In particular, copying the code as given in the example:
import torch
import torchvision
from torchvision.models.detection import FasterRCNN
from torchvision.models.detection.rpn import AnchorGenerator
# load a pre-trained model for classification and return
# only the features
backbone = torchvision.models.mobilenet_v2(pretrained=False).features
# FasterRCNN needs to know the number of
# output channels in a backbone. For mobilenet_v2, it's 1280
# so we need to add it here
backbone.out_channels = 1280
# let's make the RPN generate 5 x 3 anchors per spatial
# location, with 5 different sizes and 3 different aspect
# ratios. We have a Tuple[Tuple[int]] because each feature
# map could potentially have different sizes and
# aspect ratios
anchor_generator = AnchorGenerator(sizes=((32, 64, 128, 256, 512),),
aspect_ratios=((0.5, 1.0, 2.0),))
# let's define what are the feature maps that we will
# use to perform the region of interest cropping, as well as
# the size of the crop after rescaling.
# if your backbone returns a Tensor, featmap_names is expected to
# be [0]. More generally, the backbone should return an
# OrderedDict[Tensor], and in featmap_names you can choose which
# feature maps to use.
roi_pooler = torchvision.ops.MultiScaleRoIAlign(featmap_names=[0],
output_size=7,
sampling_ratio=2)
#put the pieces together inside a FasterRCNN model
model = FasterRCNN(backbone, num_classes=2, rpn_anchor_generator=anchor_generator, box_roi_pool=roi_pooler)
model.eval()
x = [torch.rand(3, 300, 400), torch.rand(3, 500, 400)]
predictions = model(x)
And running the code from a fresh docker (built last night) , gives the following error trace:
Traceback (most recent call last):
File "mobileNetExample.py", line 38, in <module>
predictions = model(x)
File "/opt/conda/lib/python3.7/site-packages/torch/nn/modules/module.py", line 539, in __call__
result = self.forward(*input, **kwargs)
File "/opt/conda/lib/python3.7/site-packages/torchvision/models/detection/generalized_rcnn.py", line 71, in forward
detections, detector_losses = self.roi_heads(features, proposals, images.image_sizes, targets)

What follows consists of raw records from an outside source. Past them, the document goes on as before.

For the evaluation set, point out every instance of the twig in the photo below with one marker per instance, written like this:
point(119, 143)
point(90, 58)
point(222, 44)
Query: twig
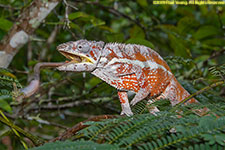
point(72, 131)
point(63, 106)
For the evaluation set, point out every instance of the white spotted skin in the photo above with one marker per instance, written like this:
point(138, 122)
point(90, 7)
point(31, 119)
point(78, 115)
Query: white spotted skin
point(127, 67)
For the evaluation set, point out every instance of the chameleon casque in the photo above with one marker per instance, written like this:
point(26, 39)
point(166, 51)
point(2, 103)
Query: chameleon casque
point(127, 67)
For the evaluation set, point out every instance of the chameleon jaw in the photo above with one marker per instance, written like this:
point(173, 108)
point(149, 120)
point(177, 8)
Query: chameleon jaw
point(76, 58)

File "/opt/conda/lib/python3.7/site-packages/torch/nn/modules/module.py", line 539, in __call__
result = self.forward(*input, **kwargs)
File "/opt/conda/lib/python3.7/site-packages/torchvision/models/detection/roi_heads.py", line 756, in forward
box_features = self.box_roi_pool(features, proposals, image_shapes)
File "/opt/conda/lib/python3.7/site-packages/torch/nn/modules/module.py", line 539, in __call__
result = self.forward(*input, **kwargs)
File "/opt/conda/lib/python3.7/site-packages/torchvision/ops/poolers.py", line 188, in forward
self.setup_scales(x_filtered, image_shapes)
File "/opt/conda/lib/python3.7/site-packages/torchvision/ops/poolers.py", line 161, in setup_scales
lvl_min = -torch.log2(torch.tensor(scales[0], dtype=torch.float32)).item()
IndexError: list index out of range
Making either of the following changes lets the evaluate at least run through:
model = FasterRCNN(backbone, num_classes=2, rpn_anchor_generator=anchor_generator) #using the default roi_pooler
OR
roi_pooler = torchvision.ops.MultiScaleRoIAlign(featmap_names=['0'],
output_size=7,
sampling_ratio=2)
Looking at the typing notes for the pooler, it seems like the input should be a list[str], and it’s not clear to me how passing featmap_names=[0] is supposed to be handled.
Ultimately, I’m not sure how to build an F-RCNN following the mobile net example (e.g. using a backbone that returns a tensor rather than a dict). Is the example provided in the code actually correct? If not, would setting featmap_names=[‘0’] provide correct behavior, or is it necessary to wrap the outputs up into a singleton dict?
Thanks for any insight you might have!